Un des principaux débats concernant l’avenir de l’Union européenne demeure celui du choix d’une Europe fédérale ou bien d’une Europe des Etats-nations. Aujourd’hui, l’Europe se situe davantage entre une Confédération et association d’Etats-nations. Même si le fédéralisme européen semble présenter de nombreux avantages, avec une solidarité des pays européens concrète et efficace, qui sont désormais prêts à faire de l’Europe une puissance de taille face à Washington et Pékin, les difficultés restent considérables.
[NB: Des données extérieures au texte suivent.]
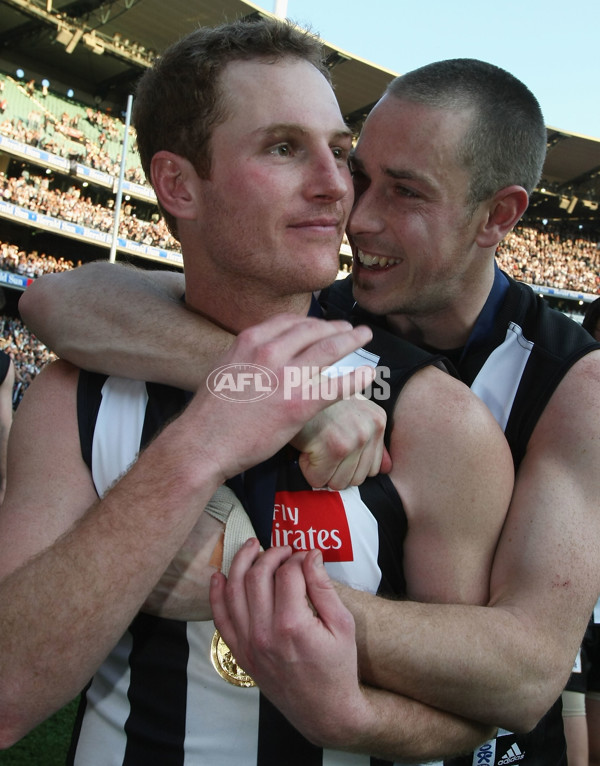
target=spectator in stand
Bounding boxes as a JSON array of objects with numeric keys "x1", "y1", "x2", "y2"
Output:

Il n’est pas aussi « simple » pour l’Europe de réaliser le même saut fédéral que celui entrepris par les Etats-Unis à la fin du XVIIIe siècle.
En effet, la France et l’Allemagne et les autres Etats européens possèdent un héritage historique culturel différent et 1500 ans d’histoire complexe derrière eux, ce qui rend plus difficile un abandon éventuel de leur souveraineté nationale. Les Etats-Unis ont certes connu les turbulences de la guerre d’indépendance (1776-1783) ou de la guerre de sécession entre les années 1861 et 1865, mais leur histoire reste moins dense que celle de la France en terme de durée. Ceux-ci possédaient déjà une langue commune, des espaces agricoles, pratiquaient une religion majoritairement protestante et les habitants étaient pour la plupart descendants de colons britanniques. Il était alors plus simple de faire fusionner le Connecticut et la Virginie au sein des Etats-Unis que de vieux Etats-nations européens au sein d’un Etat fédéral. Nous pouvons dès lors nous demander si les Européens sont réellement prêts à assumer que leur avenir se retrouve entre les mains d’une autorité politique européenne, avec à sa tête des responsables qui soient issus de divers pays, qui amène par exemple les Français à recevoir des directives émanant des Allemands et les Allemands à recevoir les leurs venant des Français. C’est alors que la question de la souveraineté nationale serait remise en cause.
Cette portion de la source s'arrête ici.